Here are some extracts by the man who first set me on the road to Oakeshott some twenty years ago – Geoff Thomas. Geoff has a philosophy of history book coming out soon – and I can tell you it’s a cracker.
What Oakeshott said about history—his canonical philosophical view about the nature of historical inquiry—can be summed up in four theses: (1) the past does not exist, only the present; (2) only experience exists; (3) the historical past is an inferential construction from experience; (4) historical inquiry is autonomous, not a part of or ancillary to either science or practice.

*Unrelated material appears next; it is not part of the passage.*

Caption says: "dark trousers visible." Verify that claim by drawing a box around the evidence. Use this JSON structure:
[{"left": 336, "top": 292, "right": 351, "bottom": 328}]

My own view is that the interest of his views on history does not depend on the modal apparatus, and this for two reasons. In the first place, I do not think that Oakeshott offers a sufficiently detailed and sophisticated analysis of the concept of a mode to vindicate its structural role. Second, his distinctive views—that the past does not exist, that only experience exists, that the historical past is an inferential construction from present experience, that historical inquiry is impartial, neutral, and autonomous, and that causation has no part to play in historical explanation—can be set out and appraised without reference to the modes.
Finally, we must take note of the “us” in “what the evidence obliges us to believe.” Who are we? Given the widespread and intractable nature of certain historical controversies, there may on occasion be a reluctance to go beyond “what the evidence obliges me to believe.” We needn’t reduce the matter to Rorty’s “what our peers will, ceteris paribus, let us get away with saying,” but there is a sense in Oakeshott of a community of historians engaged in the project of constructing the historical past and in appraising one another’s constructions by a shared set of standards.